One of the best moments of being a football (soccer) fan is when your team scores from long range. Although a goal built from an intricate passing move is undeniably pleasing, nothing quite beats a 25-yard rocket into the top corner. That’s why when a player finds themselves in space outside of the opposition penalty area the crowd will inevitably encourage an effort on goal with the dull roar of ‘shooot’. This is a mistake. The probability of scoring from distance is poor. It is typically a much better idea to try to work the ball closer to the goal. Shots from distance in football are like short-term investing – it feels right, but the odds of success are terrible. It is much better to do something else.
In his book on the use of data and analytics in football, Ian Graham (who played a major role in the success of Liverpool over recent years) highlighted work that showed while one-third of shots from inside the six-yard box are converted into goals, this falls to just 4% once outside the penalty area. There are several caveats to place around such numbers, but the general point holds – shooting while being a considerable distance from goal is not usually a great decision.*
Why does this have anything to do with short-term investing? Well, trying to predict how markets might move over any brief time period (1 month, 1 year…) is another activity that we seem inescapably drawn towards despite it having little chance of success and being detrimental to what we are trying to achieve.

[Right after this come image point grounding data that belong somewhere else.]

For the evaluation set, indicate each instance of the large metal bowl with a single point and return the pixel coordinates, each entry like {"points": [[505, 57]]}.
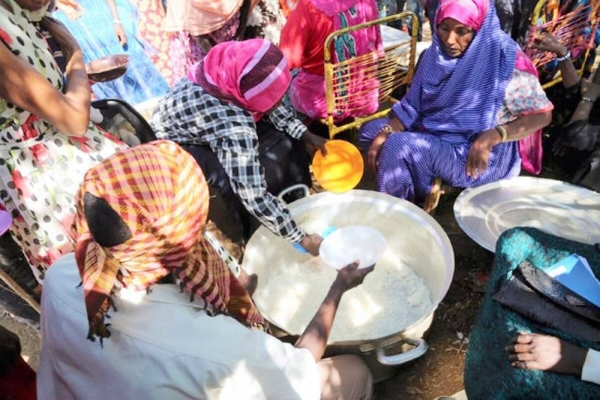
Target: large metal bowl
{"points": [[413, 234]]}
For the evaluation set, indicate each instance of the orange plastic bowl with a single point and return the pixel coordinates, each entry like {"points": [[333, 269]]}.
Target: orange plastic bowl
{"points": [[341, 169]]}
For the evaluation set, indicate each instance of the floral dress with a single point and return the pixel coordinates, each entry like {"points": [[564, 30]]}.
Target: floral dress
{"points": [[40, 167]]}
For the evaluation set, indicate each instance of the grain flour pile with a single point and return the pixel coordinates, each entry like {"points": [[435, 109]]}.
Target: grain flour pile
{"points": [[391, 298]]}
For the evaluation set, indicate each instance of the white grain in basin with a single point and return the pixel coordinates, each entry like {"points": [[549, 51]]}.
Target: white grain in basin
{"points": [[391, 298]]}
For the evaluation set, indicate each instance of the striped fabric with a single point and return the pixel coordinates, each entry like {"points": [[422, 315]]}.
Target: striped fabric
{"points": [[160, 193]]}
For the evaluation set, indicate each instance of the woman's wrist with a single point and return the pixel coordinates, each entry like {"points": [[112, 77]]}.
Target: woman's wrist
{"points": [[502, 132], [564, 57]]}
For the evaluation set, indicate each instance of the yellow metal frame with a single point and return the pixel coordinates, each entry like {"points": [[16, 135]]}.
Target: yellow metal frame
{"points": [[389, 55], [555, 10]]}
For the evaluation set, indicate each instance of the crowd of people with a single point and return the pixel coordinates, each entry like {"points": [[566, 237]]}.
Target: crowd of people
{"points": [[113, 231]]}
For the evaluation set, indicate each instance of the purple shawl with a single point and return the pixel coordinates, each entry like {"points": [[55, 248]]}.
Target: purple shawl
{"points": [[464, 94]]}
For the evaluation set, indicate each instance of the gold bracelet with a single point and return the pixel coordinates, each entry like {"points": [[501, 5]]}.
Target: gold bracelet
{"points": [[386, 128], [503, 133]]}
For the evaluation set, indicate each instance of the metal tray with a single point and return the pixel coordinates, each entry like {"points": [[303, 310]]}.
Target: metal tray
{"points": [[559, 208]]}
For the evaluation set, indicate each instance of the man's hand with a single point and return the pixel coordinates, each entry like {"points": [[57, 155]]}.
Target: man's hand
{"points": [[479, 153], [314, 142], [350, 276], [312, 243]]}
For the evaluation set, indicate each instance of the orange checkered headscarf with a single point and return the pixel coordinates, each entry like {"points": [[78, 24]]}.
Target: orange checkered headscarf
{"points": [[159, 192]]}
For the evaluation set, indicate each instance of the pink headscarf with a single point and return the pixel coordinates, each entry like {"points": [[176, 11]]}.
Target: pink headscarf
{"points": [[471, 13], [252, 74]]}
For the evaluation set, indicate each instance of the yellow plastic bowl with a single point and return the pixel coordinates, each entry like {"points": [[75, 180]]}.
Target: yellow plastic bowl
{"points": [[341, 169]]}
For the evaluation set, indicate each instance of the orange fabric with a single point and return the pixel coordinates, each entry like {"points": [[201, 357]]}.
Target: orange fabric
{"points": [[302, 49], [160, 193]]}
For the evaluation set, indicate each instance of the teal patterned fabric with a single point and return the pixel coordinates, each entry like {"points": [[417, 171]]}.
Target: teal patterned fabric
{"points": [[488, 374]]}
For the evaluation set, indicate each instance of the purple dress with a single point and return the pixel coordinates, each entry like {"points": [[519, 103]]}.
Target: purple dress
{"points": [[450, 102]]}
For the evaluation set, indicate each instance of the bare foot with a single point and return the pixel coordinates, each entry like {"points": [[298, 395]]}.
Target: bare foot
{"points": [[545, 353]]}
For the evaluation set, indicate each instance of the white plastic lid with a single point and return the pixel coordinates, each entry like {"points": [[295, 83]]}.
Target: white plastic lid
{"points": [[351, 243]]}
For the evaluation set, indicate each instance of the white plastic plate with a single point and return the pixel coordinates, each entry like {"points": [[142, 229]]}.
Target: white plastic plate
{"points": [[559, 208], [351, 243]]}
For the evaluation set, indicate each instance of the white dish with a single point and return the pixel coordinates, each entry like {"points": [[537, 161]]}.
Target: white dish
{"points": [[556, 207], [351, 243]]}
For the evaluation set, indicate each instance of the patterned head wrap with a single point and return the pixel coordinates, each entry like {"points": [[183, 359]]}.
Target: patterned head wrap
{"points": [[471, 13], [159, 192], [253, 74]]}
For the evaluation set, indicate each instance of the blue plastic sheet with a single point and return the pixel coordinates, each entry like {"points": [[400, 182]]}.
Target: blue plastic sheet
{"points": [[94, 30]]}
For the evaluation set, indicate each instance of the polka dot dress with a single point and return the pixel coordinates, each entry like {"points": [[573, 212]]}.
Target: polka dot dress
{"points": [[40, 167]]}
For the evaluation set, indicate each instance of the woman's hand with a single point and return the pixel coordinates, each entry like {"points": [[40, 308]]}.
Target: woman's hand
{"points": [[545, 41], [375, 149], [314, 142], [121, 35], [68, 44], [312, 243], [590, 90], [479, 153]]}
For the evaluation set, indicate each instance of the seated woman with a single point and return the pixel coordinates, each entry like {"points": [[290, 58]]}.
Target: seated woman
{"points": [[141, 216], [194, 26], [303, 39], [46, 140], [474, 95], [510, 356], [227, 115]]}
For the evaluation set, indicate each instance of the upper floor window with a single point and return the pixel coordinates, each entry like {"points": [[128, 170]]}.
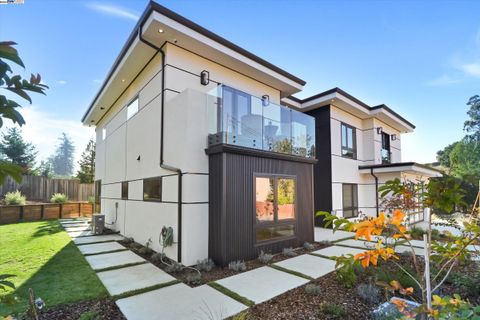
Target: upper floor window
{"points": [[349, 141], [132, 108], [386, 154]]}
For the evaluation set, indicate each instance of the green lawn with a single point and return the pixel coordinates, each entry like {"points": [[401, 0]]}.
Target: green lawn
{"points": [[43, 257]]}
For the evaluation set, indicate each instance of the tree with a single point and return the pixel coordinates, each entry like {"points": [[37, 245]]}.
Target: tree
{"points": [[472, 126], [86, 173], [8, 108], [17, 151], [62, 160]]}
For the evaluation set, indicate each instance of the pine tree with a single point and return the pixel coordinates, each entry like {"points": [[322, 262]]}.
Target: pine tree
{"points": [[62, 160], [87, 164], [16, 150]]}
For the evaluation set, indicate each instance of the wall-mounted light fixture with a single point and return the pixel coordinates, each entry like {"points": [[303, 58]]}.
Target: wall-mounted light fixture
{"points": [[265, 100], [204, 77]]}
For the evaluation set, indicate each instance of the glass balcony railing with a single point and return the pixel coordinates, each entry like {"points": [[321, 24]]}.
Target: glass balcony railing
{"points": [[238, 118]]}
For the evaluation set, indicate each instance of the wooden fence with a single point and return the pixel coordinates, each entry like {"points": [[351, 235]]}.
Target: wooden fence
{"points": [[41, 188], [45, 211]]}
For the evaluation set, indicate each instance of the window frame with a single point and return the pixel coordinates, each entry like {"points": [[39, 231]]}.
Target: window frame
{"points": [[145, 180], [343, 148], [354, 206], [276, 222], [123, 186]]}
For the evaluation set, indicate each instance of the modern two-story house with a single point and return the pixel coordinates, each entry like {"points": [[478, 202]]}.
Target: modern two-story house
{"points": [[358, 149], [200, 135]]}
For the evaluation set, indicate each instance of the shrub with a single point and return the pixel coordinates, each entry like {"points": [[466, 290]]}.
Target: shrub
{"points": [[289, 252], [265, 257], [15, 199], [237, 266], [58, 198], [308, 246], [313, 289], [333, 309], [157, 257], [193, 278], [174, 267], [368, 293], [205, 265]]}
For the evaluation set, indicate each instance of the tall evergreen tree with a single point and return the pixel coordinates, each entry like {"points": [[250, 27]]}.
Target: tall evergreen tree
{"points": [[62, 159], [16, 150], [87, 164]]}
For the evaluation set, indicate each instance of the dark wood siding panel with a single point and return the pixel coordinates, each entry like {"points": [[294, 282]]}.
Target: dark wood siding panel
{"points": [[323, 169], [232, 175]]}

But why do we believe that long range shots and short-term investing are better ideas than they really are? Because of the influence of some of our most impactful behavioural foibles:
– We remember the wrong things: Our judgement of probability is inextricably linked to how available something is in our mind. Goals from long range shots don’t seem anywhere near as rare as they are because they are salient and we see them repeated continually, much more so than those that fail to hit the back of the net. Similarly, it is far easier to remember those short-term market calls that we got right, than the many we got wrong.

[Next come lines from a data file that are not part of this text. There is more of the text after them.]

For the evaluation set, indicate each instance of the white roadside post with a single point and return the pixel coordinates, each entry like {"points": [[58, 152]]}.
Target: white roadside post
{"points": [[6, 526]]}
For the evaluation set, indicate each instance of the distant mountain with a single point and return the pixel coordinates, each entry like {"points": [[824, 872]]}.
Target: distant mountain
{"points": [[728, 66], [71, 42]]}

– We want a near-term fix: We prefer things that are exciting and give us a reward as soon as possible. Long range shots and short-term investing are far more stimulating than their alternatives, both of which require a great deal more patience and are just a little more dull.
– We want to be part of the crowd: Most people in a football crowd will urge the player to take the long shot, why would we not want to be part of this? Likewise, most people in the investment industry want us to engage with short-term market activity, so most of us do. Norms matter.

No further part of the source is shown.